Research on Anejaculation Caused by Fibrosis
There is no current research specifically investigating anejaculation caused by fibrosis anywhere in the world based on available medical literature. The provided evidence focuses entirely on neurogenic causes of anejaculation (spinal cord injury, diabetes, surgical nerve damage) and treatment methods like electroejaculation, with no mention of fibrotic etiology 1, 2, 3, 4, 5.
Current Understanding of Anejaculation Etiology
The medical literature identifies several well-established causes of anejaculation, but fibrosis is notably absent:
Documented Causes
- Neurogenic causes are most common, including spinal cord injury (the predominant cause), diabetes mellitus with peripheral neuropathy, and multiple sclerosis 1, 5
- Surgical injury accounts for 25.6% of cases, primarily from prostatic and bladder neck surgery causing damage to the internal bladder sphincter or sympathetic nerve pathways 5
- Retroperitoneal lymph node dissection for testicular cancer frequently causes anejaculation through sympathetic nerve disruption 1
- Psychogenic anejaculation represents another category, particularly in men who retain nocturnal emissions 2
Pathophysiological Mechanisms
- The primary mechanisms involve peripheral neuropathy, surgical nerve injury, and psychosexual disorders—not fibrotic processes 5
- Anejaculation manifests as retrograde ejaculation (51.2%), impaired sperm emission into the urethra (27.9%), or complete aspermatism (20.9%) 5
Why Fibrosis Is Not Addressed
The absence of fibrosis-related anejaculation research likely reflects that this is not a recognized pathophysiological mechanism for ejaculatory dysfunction.

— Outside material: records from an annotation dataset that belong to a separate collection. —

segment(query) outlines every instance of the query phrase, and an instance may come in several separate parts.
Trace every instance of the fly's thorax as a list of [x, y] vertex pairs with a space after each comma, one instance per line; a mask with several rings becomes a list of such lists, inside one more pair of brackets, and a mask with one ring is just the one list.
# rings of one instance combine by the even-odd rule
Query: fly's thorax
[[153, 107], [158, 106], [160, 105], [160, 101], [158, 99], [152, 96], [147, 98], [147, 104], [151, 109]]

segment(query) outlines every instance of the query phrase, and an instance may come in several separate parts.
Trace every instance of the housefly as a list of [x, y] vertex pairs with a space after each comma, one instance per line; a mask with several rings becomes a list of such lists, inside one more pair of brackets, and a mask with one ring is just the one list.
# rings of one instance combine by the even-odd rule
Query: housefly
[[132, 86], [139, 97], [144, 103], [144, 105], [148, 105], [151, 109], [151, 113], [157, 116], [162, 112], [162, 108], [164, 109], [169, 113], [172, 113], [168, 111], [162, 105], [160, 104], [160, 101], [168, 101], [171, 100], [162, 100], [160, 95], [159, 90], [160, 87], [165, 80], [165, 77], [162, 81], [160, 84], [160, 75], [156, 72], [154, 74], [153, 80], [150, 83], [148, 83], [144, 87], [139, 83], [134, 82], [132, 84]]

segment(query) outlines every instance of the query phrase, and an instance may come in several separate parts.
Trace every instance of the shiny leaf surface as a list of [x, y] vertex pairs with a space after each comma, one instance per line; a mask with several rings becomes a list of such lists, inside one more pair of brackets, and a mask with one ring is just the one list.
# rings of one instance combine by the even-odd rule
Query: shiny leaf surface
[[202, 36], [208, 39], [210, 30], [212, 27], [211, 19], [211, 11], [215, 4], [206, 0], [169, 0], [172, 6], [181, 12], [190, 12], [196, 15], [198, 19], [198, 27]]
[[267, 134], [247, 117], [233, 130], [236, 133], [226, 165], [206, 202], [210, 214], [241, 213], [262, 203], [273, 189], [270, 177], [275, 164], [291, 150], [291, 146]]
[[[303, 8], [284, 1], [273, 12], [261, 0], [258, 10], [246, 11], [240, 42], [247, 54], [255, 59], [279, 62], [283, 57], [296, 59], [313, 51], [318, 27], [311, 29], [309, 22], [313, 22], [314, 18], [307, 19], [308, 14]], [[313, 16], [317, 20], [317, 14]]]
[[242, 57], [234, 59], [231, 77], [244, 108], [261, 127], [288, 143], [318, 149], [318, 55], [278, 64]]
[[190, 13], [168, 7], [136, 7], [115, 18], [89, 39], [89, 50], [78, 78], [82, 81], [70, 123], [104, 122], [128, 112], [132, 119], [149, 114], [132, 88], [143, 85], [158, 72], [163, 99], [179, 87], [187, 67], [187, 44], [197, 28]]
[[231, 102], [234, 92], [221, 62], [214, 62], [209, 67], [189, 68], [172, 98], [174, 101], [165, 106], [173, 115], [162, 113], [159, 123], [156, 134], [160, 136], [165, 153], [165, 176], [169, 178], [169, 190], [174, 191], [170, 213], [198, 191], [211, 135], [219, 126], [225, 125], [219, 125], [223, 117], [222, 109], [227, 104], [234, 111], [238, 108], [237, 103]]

While the provided evidence extensively discusses fibrosis in other organ systems (liver, lung, heart), none connect fibrotic processes to ejaculatory pathway dysfunction 6, 7.
Clinical Implications
If you suspect fibrosis is causing anejaculation in a specific patient, this would represent an unusual presentation requiring investigation for:
- Retroperitoneal fibrosis potentially affecting sympathetic nerve pathways
- Seminal vesicle or ejaculatory duct obstruction from fibrotic changes
- Post-inflammatory or post-infectious fibrosis affecting reproductive tract structures
Standard diagnostic evaluation should include post-orgasmic urine analysis for spermatozoa (to distinguish retrograde ejaculation), transrectal ultrasound to evaluate ejaculatory ducts and seminal vesicles, and assessment for underlying systemic conditions 5
Current Treatment Landscape
Electroejaculation remains the primary treatment for anejaculation regardless of etiology, with success rates of 75% in spinal cord injury patients and 87% in post-surgical patients for obtaining viable sperm samples 1. However, pregnancy rates remain suboptimal at 35% per couple, with significant asthenozoospermia being a major limiting factor 1, 3.